SFX stated that the two-part story had "everything", particularly praising Moffat's script. In 2012, Dave Golder of the magazine labelled "The Empty Child" as a good example of the science fiction "Creepy Kid Episode". Dek Hogan of Digital Spy disliked Barrowman as Captain Jack, but called it a "particularly creepy episode of the series" despite Jack and "the brevity of Richard Wilson's neat and spooky little cameo". He later called "The Empty Child" and "The Doctor Dances" the best episodes of the series. Now Playing magazine reviewer Arnold T. Blumburg gave the episode a grade of a B, describing it as "solid" with elements of the original series, though he noted a lot was thrown at the audience and he was not impressed with Barrowman's Jack yet.
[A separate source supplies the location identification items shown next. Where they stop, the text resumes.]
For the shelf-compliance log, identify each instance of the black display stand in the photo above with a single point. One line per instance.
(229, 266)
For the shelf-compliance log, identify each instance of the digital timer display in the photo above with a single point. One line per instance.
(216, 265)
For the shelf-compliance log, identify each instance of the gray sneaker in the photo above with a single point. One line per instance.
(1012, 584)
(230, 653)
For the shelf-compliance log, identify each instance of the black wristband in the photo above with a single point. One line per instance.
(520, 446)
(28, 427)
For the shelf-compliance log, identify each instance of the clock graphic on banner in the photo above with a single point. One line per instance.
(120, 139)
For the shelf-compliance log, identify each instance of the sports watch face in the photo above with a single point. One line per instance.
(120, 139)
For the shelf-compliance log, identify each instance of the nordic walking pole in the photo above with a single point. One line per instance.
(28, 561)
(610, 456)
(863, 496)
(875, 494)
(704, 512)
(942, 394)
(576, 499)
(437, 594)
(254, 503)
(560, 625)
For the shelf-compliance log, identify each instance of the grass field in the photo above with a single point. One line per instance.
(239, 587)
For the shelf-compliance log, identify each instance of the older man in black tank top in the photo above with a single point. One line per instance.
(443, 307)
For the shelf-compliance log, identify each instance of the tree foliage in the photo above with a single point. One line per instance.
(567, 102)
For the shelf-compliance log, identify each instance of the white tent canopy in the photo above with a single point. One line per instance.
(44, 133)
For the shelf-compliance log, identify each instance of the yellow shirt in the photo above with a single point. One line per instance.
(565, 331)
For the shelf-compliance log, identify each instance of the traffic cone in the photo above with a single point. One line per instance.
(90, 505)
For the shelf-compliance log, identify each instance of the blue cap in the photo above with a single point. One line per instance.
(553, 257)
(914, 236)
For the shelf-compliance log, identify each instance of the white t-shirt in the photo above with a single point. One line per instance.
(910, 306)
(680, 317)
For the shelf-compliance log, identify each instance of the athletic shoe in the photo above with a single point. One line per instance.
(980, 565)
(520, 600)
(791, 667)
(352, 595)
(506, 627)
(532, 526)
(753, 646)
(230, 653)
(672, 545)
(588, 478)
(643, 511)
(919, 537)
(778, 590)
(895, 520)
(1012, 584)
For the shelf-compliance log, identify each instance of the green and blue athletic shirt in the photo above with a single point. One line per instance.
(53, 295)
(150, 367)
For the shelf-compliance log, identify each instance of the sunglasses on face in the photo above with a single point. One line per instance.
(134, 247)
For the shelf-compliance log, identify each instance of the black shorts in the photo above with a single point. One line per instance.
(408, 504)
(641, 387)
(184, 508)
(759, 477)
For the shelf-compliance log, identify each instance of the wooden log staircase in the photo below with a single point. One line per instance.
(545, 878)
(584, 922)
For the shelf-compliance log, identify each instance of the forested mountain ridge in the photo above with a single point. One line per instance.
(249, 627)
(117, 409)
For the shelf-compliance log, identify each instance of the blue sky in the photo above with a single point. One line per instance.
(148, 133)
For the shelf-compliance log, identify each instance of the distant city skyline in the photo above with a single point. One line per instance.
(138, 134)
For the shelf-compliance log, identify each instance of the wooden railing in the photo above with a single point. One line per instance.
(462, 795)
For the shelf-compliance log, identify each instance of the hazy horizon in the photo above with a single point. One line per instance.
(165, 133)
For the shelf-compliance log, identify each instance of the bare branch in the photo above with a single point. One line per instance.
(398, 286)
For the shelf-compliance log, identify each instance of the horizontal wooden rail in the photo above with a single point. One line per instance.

In a poll conducted by Doctor Who Magazine in 2009, the two-part story was ranked the fifth best episode of Doctor Who. In a similar poll conducted in 2014, readers ranked the two-part story the seventh best Doctor Who story of all time. The Daily Telegraph named the story the fourth best of the show in 2008. In 2011 before the second half of the sixth series, The Huffington Post labelled "The Empty Child" and "The Doctor Dances" as one of five essential episodes for new viewers to watch. In 2013 Doctor Who TV rated The Empty Child as the twentieth scariest villain.

"The Empty Child", along with its conclusion "The Doctor Dances", won the 2006 Hugo Award for Best Dramatic Presentation (Short Form).